Ha habido hechos insólitos, como la polémica pública, a fines de mayo, entre dos generales retirados. Uno de ellos, Rafael Colón, publicó en el portal Las2orillas una columna en la que defiende la negociación en La Habana y llama “bravucones” a quienes se oponen. Jaime Ruiz, el presidente de Acore, le contestó con un fuerte comunicado y la columna fue retirada de la página web de esa asociación. Por otro lado, como informó Semana.com, tuvo lugar una inédita visita de Piedad Córdoba a Rito Alejo del Río y otros oficiales presos, uno de los cuales le agradeció, hace poco, su gestión con una sentida carta.

Como si todo esto no bastara, los candidatos compiten también por tocar el bolsillo de los uniformados. Un anuncio del presidente Santos, a mediados de mayo, de que restablecería dos bonificaciones para soldados y policías rasos indignó a muchos en las filas como una declaración tardía y electoral. Algo similar intentó Zuluaga, quien, en medio de este debate, prometió recuperar elementos perdidos hace 15 años del régimen prestacional para oficiales.

Desde La Habana, los negociadores del Gobierno intentaron frenar la ola de especulaciones. En una inusual y telegráfica intervención, el general retirado Jorge Enrique Mora, que todos identifican como uno de los ‘duros’ y les habla al oído hasta a los retirados más recalcitrantes, salió a tranquilizar las aguas y afirmó que en Cuba lo que se discute es el desarme y la desmovilización de las FARC. “A pesar de todo lo que han dicho en estos días (las FARC sobre las Fuerzas Militares), ellos tienen que entregar las armas para incorporarse a la sociedad y al sistema democrático de Colombia”, dijo.

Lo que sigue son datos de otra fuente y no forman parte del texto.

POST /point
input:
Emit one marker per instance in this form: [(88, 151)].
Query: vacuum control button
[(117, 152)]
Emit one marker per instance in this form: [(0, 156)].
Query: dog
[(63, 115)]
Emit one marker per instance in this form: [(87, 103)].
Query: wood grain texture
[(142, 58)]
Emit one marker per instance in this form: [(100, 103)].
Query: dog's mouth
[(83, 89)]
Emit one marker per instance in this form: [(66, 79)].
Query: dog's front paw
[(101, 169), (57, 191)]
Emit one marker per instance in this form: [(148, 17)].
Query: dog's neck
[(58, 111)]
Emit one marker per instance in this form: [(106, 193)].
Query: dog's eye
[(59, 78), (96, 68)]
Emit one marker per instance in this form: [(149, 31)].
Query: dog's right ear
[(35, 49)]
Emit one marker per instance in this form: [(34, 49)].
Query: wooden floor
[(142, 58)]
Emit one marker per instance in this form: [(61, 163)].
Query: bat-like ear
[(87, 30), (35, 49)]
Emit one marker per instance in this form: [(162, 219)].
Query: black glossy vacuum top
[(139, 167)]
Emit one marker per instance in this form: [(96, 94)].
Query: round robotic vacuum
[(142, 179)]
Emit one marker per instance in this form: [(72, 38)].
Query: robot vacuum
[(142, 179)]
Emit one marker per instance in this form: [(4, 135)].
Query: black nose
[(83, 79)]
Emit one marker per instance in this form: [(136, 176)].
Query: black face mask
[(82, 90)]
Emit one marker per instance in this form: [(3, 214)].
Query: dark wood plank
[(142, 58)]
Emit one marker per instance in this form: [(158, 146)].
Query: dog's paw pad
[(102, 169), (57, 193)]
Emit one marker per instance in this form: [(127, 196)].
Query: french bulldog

Que ni siquiera la declaración del general Mora haya conseguido frenar la especulación es una prueba de lo polarizada que está la campaña y de la cantidad de rumores y desinformaciones que continúan corriendo en el seno de los militares y en la sociedad sobre lo que pasa en La Habana. Todo indica que la batalla por los corazones y las mentes de los militares va a llegar hasta el último minuto antes de la votación del próximo 15 de junio. Ojalá, gane quien gane, se pase esta lamentable página y se tranquilicen las aguas.